Pub/sub adventures: From Pull to Push with Cloud Run

#googlecloud #kubernetes #pubsub #cloudrun

One important part of every ML Video app is process the video in background to create features.

There are several ways to do this, when we create the first architecture of Herman App, at 2017, we decided to implement a full cloud native solution so we use pub/sub queue and create a scalable container architecture that spawn subscribers that will pull the jobs from queue and publish the features after processing them.

This approach had some disadvantages:

Pub/sub doesn't have simple way to avoid that two subscribers won't get the same message.
It also requires some custom metrics in order to automatic spawn new subscribers
The pub/sub library is very reliable but you need a persistent connection mechanism to the queue, sometimes you are getting disconnected or stuck if you don't handle the errors correctly.
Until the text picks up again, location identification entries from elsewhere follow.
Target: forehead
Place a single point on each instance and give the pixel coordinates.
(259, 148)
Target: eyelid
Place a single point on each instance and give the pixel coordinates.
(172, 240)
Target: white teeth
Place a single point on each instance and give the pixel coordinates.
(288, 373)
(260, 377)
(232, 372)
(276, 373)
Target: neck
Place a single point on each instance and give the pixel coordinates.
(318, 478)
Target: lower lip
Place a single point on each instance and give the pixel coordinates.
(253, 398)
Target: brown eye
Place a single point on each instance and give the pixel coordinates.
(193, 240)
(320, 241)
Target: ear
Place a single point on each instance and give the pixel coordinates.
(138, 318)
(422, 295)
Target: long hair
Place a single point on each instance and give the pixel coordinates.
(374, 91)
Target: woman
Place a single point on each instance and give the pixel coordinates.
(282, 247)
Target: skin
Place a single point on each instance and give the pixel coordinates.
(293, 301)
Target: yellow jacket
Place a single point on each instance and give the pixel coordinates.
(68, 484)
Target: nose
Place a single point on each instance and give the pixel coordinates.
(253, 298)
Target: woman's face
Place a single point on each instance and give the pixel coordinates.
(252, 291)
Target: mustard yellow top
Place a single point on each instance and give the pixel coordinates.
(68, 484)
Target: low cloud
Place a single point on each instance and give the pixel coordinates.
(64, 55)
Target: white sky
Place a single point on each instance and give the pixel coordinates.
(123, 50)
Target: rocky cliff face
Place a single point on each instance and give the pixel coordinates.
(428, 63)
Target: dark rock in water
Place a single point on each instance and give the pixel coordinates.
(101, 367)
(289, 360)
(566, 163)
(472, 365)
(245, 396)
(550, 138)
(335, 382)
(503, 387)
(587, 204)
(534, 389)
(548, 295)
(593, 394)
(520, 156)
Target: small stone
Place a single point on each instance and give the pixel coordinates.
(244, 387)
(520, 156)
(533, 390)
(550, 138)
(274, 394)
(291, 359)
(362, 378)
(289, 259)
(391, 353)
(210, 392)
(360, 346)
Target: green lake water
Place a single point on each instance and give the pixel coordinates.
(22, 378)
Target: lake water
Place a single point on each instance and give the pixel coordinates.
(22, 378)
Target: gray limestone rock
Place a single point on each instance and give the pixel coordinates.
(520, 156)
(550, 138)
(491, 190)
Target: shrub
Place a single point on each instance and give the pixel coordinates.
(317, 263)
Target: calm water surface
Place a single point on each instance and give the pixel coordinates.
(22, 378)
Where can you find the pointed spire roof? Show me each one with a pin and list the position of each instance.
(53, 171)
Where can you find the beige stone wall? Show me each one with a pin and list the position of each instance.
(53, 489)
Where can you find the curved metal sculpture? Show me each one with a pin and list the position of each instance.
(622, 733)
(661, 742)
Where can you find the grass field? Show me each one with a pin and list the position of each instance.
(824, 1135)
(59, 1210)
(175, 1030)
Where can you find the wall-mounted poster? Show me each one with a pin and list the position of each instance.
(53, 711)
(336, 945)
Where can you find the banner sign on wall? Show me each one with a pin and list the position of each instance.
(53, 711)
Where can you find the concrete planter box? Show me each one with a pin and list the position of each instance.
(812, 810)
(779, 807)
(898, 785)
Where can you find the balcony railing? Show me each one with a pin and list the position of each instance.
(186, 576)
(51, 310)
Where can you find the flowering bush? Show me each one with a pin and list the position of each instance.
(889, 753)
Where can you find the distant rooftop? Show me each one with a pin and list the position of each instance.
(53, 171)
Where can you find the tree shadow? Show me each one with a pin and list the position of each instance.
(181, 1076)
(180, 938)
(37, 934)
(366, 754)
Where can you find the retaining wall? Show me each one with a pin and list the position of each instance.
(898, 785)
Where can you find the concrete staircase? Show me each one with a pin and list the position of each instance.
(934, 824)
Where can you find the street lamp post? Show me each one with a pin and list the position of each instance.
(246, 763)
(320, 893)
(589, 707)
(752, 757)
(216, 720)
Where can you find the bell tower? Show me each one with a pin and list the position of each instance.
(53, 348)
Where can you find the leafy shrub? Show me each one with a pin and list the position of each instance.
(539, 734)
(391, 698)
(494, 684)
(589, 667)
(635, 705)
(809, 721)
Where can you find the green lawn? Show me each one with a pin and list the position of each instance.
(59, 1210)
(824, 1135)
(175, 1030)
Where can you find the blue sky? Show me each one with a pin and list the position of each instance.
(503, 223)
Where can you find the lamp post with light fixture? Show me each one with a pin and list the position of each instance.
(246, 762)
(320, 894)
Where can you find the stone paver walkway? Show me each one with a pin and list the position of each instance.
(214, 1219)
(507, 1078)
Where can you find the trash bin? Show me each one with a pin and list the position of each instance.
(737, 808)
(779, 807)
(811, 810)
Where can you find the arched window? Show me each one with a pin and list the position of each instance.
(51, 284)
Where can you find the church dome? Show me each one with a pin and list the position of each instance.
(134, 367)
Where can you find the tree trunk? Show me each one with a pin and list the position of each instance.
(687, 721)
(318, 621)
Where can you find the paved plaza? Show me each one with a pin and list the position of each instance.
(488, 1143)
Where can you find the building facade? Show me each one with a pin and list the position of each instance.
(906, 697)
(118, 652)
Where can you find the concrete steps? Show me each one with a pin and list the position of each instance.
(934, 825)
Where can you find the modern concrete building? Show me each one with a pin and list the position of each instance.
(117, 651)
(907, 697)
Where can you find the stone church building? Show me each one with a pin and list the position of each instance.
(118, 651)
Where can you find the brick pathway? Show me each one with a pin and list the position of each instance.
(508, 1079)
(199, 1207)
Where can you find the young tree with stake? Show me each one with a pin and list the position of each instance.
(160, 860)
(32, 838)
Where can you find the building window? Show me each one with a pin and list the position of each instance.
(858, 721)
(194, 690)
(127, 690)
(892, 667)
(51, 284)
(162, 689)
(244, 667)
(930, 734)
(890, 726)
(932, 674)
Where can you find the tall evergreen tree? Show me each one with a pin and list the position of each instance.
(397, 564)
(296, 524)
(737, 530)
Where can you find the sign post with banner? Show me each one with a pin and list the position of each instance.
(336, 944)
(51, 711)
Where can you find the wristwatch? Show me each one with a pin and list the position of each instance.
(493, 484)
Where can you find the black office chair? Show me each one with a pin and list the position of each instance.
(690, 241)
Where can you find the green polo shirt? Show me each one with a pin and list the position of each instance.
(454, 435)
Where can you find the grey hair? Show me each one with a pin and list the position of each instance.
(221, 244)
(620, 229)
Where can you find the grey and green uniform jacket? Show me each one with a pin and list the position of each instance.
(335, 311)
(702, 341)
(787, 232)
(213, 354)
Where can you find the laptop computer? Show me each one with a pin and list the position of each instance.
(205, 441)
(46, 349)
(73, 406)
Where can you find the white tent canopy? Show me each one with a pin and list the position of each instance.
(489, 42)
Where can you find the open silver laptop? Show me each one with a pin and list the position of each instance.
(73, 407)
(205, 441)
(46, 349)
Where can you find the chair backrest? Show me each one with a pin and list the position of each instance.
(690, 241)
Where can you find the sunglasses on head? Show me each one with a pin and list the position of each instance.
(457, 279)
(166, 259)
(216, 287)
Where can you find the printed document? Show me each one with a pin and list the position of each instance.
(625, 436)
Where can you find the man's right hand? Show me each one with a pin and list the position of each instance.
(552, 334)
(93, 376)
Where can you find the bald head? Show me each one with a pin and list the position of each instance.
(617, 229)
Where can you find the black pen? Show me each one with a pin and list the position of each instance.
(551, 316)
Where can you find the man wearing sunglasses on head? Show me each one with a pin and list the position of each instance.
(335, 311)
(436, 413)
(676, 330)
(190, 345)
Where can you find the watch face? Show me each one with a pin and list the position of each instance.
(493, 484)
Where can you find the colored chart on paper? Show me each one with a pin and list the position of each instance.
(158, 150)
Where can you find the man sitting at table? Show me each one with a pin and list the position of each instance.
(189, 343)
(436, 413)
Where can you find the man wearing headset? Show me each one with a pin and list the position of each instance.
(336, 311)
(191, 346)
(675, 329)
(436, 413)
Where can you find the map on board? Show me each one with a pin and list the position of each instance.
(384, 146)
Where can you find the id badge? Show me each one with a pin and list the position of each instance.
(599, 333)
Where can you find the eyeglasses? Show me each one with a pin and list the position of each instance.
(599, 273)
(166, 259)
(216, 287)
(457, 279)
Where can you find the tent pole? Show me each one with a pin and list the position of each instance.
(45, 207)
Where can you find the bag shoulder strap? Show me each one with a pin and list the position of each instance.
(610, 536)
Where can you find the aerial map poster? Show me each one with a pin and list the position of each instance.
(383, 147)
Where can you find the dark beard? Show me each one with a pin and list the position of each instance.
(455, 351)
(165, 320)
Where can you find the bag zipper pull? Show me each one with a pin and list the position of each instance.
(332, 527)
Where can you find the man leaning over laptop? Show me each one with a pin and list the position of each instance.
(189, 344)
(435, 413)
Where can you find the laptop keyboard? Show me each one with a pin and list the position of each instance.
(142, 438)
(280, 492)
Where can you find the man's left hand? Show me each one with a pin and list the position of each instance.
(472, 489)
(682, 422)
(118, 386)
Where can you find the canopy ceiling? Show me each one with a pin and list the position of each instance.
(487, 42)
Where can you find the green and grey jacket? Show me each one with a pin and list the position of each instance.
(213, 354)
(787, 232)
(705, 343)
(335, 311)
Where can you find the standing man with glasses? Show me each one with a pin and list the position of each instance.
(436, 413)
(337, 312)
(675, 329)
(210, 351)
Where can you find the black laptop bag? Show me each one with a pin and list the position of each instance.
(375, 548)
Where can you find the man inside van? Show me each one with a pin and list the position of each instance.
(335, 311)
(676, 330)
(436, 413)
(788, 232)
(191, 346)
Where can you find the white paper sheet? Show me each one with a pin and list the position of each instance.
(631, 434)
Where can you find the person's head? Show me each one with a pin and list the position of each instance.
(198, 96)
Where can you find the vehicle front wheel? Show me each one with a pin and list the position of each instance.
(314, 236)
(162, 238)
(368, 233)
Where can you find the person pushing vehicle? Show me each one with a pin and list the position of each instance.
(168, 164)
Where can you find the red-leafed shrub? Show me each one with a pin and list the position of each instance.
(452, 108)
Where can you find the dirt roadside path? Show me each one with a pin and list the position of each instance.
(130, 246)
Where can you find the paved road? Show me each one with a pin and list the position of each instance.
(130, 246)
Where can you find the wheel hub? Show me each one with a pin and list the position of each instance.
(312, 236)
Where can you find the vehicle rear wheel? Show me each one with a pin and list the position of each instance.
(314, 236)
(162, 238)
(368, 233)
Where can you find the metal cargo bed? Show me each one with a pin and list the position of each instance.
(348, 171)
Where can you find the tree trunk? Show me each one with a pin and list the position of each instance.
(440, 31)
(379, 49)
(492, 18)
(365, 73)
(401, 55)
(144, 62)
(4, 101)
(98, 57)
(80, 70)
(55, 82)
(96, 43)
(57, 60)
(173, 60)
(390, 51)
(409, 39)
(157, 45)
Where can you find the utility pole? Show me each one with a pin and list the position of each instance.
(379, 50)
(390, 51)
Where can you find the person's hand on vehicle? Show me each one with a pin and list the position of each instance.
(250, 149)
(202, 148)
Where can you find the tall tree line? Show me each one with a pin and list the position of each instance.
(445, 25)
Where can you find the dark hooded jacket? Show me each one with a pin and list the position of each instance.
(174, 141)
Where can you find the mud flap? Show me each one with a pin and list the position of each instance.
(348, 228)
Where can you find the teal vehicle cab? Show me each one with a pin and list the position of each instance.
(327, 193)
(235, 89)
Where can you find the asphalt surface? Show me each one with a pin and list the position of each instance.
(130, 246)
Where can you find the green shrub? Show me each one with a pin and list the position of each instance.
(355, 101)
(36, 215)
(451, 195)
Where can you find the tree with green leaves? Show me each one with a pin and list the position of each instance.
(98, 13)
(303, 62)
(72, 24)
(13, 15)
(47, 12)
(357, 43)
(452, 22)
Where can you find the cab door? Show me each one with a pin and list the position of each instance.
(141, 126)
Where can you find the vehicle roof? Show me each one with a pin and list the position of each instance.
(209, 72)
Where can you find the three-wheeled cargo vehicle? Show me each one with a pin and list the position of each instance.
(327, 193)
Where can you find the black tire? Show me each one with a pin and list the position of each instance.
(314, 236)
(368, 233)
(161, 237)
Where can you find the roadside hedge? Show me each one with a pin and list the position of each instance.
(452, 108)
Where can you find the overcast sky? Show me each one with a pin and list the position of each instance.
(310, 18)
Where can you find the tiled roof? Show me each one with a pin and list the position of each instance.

But the things have been changed in the past two years: there are more interesting alternatives like create a complex Data Pipelines on Apache Airflow/Apache Bean/Google Dataflow or create Event driven containers on KNative/Google Cloud run.

Introducing KNative Google Cloud Run

Google Cloud Run was released on 2019, is an implementation of KNative on Google Kubernetes Engine.

This implementation abstracts a lot of the internal settings of the KNative Eventing, provides a single API endpoint that every time is called, the HTTP request is forwarded to your container, and you can configure how much traffic your container can handle, and if you want to completely turn off all your containers to save costs.

It also allows you to run your containers on your own Kubernetes cluster or on private Google Cloud Run Kubernetes cluster, the second one is more attractive since you will only pay for the CPU/memory that your container use but it has it owns disadvantages.

Is can be integrated seamlessly with pub/sub retry mechanism, if your process fail for some hiccup in the network and return a 500/400 etc, pub/sub will publish this message again to the subscriber and try again, based on the pub/sub retry policy that you established before.

Since our data pipeline currently is very simple, we decided to use Google Cloud Run, the migration was surprisingly very straight forward, you just need to add a boilerplate flask app that will receive the http request then call your actual code with the message content.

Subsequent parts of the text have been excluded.